If you are still in doubt about the normalcy of the kinky play your clients are engaging in, get supervision or talk to a consultant who specializes in BDSM/kink. Being able to normalize kink is a requirement of working with this population, but being able to intervene, if needed, is part of being an effective therapist for any population. Get the support you need to feel comfortable, confident, and competent as you enter new areas of specialty.
Kink Isn’t a Sign of Pathology
There is no evidence that kinky people have more or less psychopathology than other sectors of the population. Read that again, because this is the biggest misconception I encounter. Wanting to engage in even intense forms of sensation play, dominance, submission, fetishism, or any other kink isn’t an indication of past trauma, attachment wounds, or other psychopathology.
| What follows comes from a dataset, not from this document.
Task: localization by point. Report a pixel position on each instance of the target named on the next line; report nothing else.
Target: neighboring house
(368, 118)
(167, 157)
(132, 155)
Assuming that there is a connection or there must be psychopathology underlying or resulting from a person’s kinky behavior or identity is a form of marginalization. Therapists communicating this belief to their clients is the primary way I have gotten my kinky clients; they have left the therapist with whom they felt marginalized and sought out one who is accepting of diverse sexual practices and can help them think through the things that are important to them, like consent, negotiation, and creating strong relationships, without getting distracted by a passing mention of dramatic erotic practices.
That said, of course there are kinky people who have depression, anxiety, attachment wounds, trauma histories, and every other issue you would encounter in the general population, That’s simply because kinky people are a part of the general population and are dealing with the same problems everyone else is.